Cada día traían la prensa. Yo solo leía los titulares: «CHERNÓBIL: TIERRA DE HÉROES», «EL REACTOR HA SIDO DERROTADO», «Y, SIN EMBARGO, LA VIDA SIGUE». Había entre nosotros comisarios políticos, que daban charlas políticas. Nos decían que debíamos vencer. ¿A quién? ¿Al átomo? ¿A la física? ¿Al cosmos?

Para nosotros la victoria no es un acontecimiento, sino un proceso. La vida es lucha. De allí esa fascinación por las inundaciones, los incendios… Los terremotos… Es la necesidad de encontrar un lugar en el que poder actuar, para «dar muestras de valor y heroísmo». Y luego izar la bandera.

El comisario político nos leía los artículos de los periódicos en los que se hablaba del «alto grado de conciencia y la esmerada organización», y que a los pocos días de la catástrofe sobre el cuarto reactor ya ondeaba la bandera roja.

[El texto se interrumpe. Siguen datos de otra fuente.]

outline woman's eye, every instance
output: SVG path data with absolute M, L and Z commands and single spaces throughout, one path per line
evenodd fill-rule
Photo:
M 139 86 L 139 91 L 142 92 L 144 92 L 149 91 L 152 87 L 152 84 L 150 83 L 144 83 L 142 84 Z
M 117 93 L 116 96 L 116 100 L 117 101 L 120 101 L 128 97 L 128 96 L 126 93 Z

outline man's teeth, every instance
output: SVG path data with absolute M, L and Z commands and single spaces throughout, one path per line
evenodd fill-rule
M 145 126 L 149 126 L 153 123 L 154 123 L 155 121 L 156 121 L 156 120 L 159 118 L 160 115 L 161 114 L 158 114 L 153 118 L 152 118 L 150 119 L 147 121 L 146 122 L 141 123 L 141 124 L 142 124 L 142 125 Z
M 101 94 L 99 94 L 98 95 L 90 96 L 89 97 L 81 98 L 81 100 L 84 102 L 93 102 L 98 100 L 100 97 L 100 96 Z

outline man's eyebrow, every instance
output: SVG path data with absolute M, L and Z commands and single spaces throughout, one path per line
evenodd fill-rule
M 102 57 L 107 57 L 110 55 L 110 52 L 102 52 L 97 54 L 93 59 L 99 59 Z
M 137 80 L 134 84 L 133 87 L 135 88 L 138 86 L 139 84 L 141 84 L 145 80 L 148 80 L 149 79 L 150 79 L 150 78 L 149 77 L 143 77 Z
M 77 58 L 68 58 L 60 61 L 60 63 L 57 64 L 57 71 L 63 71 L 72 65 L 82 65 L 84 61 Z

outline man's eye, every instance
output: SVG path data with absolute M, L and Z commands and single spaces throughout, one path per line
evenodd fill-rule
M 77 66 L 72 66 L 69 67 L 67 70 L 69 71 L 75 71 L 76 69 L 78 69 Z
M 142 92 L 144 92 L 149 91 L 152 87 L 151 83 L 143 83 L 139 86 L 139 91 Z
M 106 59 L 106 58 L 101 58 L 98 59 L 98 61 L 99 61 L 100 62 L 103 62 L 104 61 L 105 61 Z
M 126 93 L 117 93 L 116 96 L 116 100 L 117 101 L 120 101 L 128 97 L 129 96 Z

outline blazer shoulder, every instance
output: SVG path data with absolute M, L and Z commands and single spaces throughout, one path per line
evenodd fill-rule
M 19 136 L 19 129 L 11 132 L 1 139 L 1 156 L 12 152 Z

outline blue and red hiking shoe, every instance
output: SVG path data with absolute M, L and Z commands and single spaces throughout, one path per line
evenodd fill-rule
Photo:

Como una llama. Pasados unos meses, se la zampó la elevada radiación. E izaron una nueva bandera. Y más tarde, otra. La vieja la rompían a trocitos para llevársela de recuerdo; se metían los trozos debajo de la chaqueta, cerca del corazón. ¡Y luego se lo llevaban a casa! Se lo enseñaban orgullosos a los niños. Lo guardaban. ¡Heroica locura! Pero yo también soy así. Ni una gota mejor que los demás. Yo intentaba imaginarme mentalmente a los soldados encaramándose a aquel techo. Como los condenados a muerte. Pero estaban llenos de sentimientos. Lo primero: el sentimiento del deber; y lo segundo: el amor a la patria.

¿Paganismo soviético, me dirá usted? ¿Víctimas propiciatorias? Pero lo grave del asunto es que si aquella bandera me la hubieran entregado a mí yo también me habría subido allí. ¿Por qué? No se lo diré. La verdad es que tampoco le negaré que entonces no me daba miedo morir. Mi mujer no me mandó siquiera una carta. En medio año, ni una carta. [Se queda callado].

¿Quiere un chiste? Un detenido huye de la cárcel. Y se esconde en la zona de los 30 kilómetros. Lo atrapan. Lo llevan a los dosimetristas. El tipo «ardió» de tal manera que no lo pueden llevar ni a la cárcel, ni al hospital ni a ninguna parte donde hubiera hombres. ¿Por qué no se ríe? [Él se ríe]. Nos encantaban allí los chistes. El humor negro.

Llegué allí cuando los pájaros estaban en sus nidos y me marché con las manzanas caídas sobre la nieve. No logramos enterrarlo todo. Enterrábamos la tierra en la tierra. Con los escarabajos, las arañas, las larvas. Con todos esos diferentes pueblos. Con todo ese mundo. Mi impresión más fuerte de allí… son esos seres.

No le he contado nada. Solo pedazos.

Leonid Andréyev, del que ya le he hablado, tiene un relato. Un hombre que vivía en Jerusalén vio un día cómo junto a su casa conducían a Cristo. El hombre lo vio todo y lo oyó, pero entonces le dolía una muela. Ante sus ojos, Cristo cayó al suelo con la cruz a cuestas, cayó y lanzó un grito de dolor. El hombre que veía todo esto no salió de su casa a la calle porque le dolía una muela. Al cabo de dos días, cuando dejó de dolerle la muela, le contaron que Cristo había resucitado y entonces el hombre pensó: «Y yo que podía haber sido testigo del hecho, pero como me dolía la muela…».

¿Será posible que siempre ocurra igual? Los hombres nunca están a la altura de los grandes acontecimientos. Siempre les superan los hechos. Mi padre luchó en la defensa de Moscú en el 42. Pero no comprendió que había participado en un gran acontecimiento hasta pasadas decenas de años. Por los libros, las películas. Él, en cambio, recordaba: «Estaba metido en una trinchera. Disparaba. Quedé enterrado por una explosión. Los enfermeros me sacaron de allí medio vivo». Y nada más.

En cuanto a mí, entonces me había dejado mi mujer.